Os programas de ajustamento estrutural, no quadro da ajuda externa, foram, em tempos recentes, a ovelha negra para que a Defesa Nacional não fosse uma prioridade e hoje, diante de uma nova, complexa e difusa conjuntura interna e do sistema internacional, tal já não faz sentido, se é que algum dia o fez. Aliás, à distância dos tempos do debate público na elaboração das duas gerações do PARPA (Plano de Acção para a Redução da Pobreza Absoluta) e ainda dos que correm, em relação às expectativas da indústria extractiva, questiono: do que vale o esforço nacional e internacional se as conquistas, de um dia para o outro, desmoronam num piscar de olhos.

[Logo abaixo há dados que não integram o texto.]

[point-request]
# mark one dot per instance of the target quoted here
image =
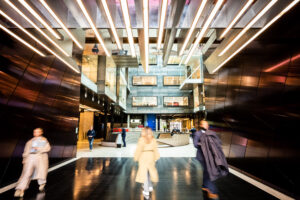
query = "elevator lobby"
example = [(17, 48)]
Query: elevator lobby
[(91, 79)]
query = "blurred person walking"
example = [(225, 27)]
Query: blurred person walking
[(91, 134), (35, 162), (124, 137), (211, 157), (147, 154)]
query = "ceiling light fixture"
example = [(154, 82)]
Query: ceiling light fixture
[(89, 19), (37, 40), (246, 28), (191, 30), (22, 41), (126, 16), (163, 13), (204, 29), (291, 5), (146, 33), (35, 26), (39, 18), (237, 17), (111, 23), (43, 2)]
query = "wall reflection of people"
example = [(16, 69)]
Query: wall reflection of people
[(89, 164), (91, 134), (211, 157), (147, 154), (35, 162), (124, 137)]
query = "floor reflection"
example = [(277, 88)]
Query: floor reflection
[(114, 178)]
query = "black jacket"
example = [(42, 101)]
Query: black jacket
[(91, 133), (209, 145)]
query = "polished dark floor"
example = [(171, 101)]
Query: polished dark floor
[(114, 178)]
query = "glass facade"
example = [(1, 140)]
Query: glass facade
[(89, 66), (144, 101), (123, 89), (176, 101), (173, 80), (144, 80), (110, 79)]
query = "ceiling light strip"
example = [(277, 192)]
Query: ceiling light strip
[(146, 33), (126, 16), (251, 23), (43, 2), (163, 13), (22, 41), (191, 30), (237, 17), (111, 23), (39, 18), (204, 29), (89, 19), (36, 27), (37, 40), (291, 5)]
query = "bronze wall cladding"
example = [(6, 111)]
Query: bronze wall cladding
[(34, 92), (256, 95)]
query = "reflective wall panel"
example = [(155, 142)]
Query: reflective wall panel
[(34, 92), (255, 99)]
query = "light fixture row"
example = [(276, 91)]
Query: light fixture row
[(146, 33), (248, 26), (204, 29), (285, 10)]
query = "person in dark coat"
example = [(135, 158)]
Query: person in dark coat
[(124, 136), (211, 157), (193, 131), (91, 134)]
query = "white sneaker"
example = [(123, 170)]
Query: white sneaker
[(42, 187), (19, 193)]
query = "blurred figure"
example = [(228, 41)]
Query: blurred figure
[(35, 162), (193, 131), (91, 134), (147, 154), (211, 157), (124, 136)]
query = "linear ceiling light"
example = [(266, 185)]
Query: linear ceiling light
[(111, 23), (163, 12), (245, 29), (87, 16), (43, 2), (291, 5), (237, 17), (146, 33), (36, 27), (22, 41), (39, 18), (126, 16), (37, 40), (191, 30), (204, 29)]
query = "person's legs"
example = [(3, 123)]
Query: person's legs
[(146, 184), (91, 143), (124, 141), (25, 178), (42, 184)]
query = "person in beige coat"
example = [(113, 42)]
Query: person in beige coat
[(35, 162), (147, 154)]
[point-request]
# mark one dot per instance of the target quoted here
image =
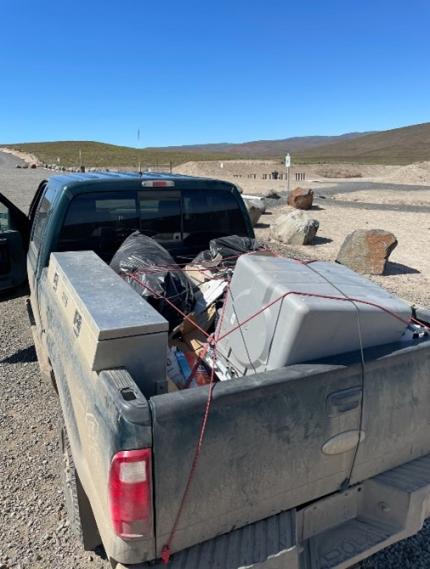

Obviamente, uma outra reflexão.
Chegados aqui, sem que tenha esgotado, espero ter arrolado algumas notas susceptíveis de reflexão e passíveis de enriquecimento, entre elas, com as notas dos propósitos da fundamentação que nortearam a contratação das chamadas “dívidas ocultas”. Se agora, no final da leitura, o leitor concorda que urge um debate contínuo, abrangente e profundo sobre os assuntos de defesa do Estado constitui um bom ponto de partida cuja participação consubstancia uma sagrada e honrosa forma de cidadania.
A terminar, em jeito de despedida, uma deixa: as boas ideias/intenções sobre a defesa da soberania nacional e a integridade territorial devem ser traduzidas em discurso e pulso (militar). A metade – apenas o discurso – é inútil. Isto eu li algures, alguém debruçando sobre a necessidade imperativa e contínua do desenvolvimento da capacidade das Forças Armadas na afirmação da Defesa (da paz) Nacional e de sobrevivência do próprio Estado.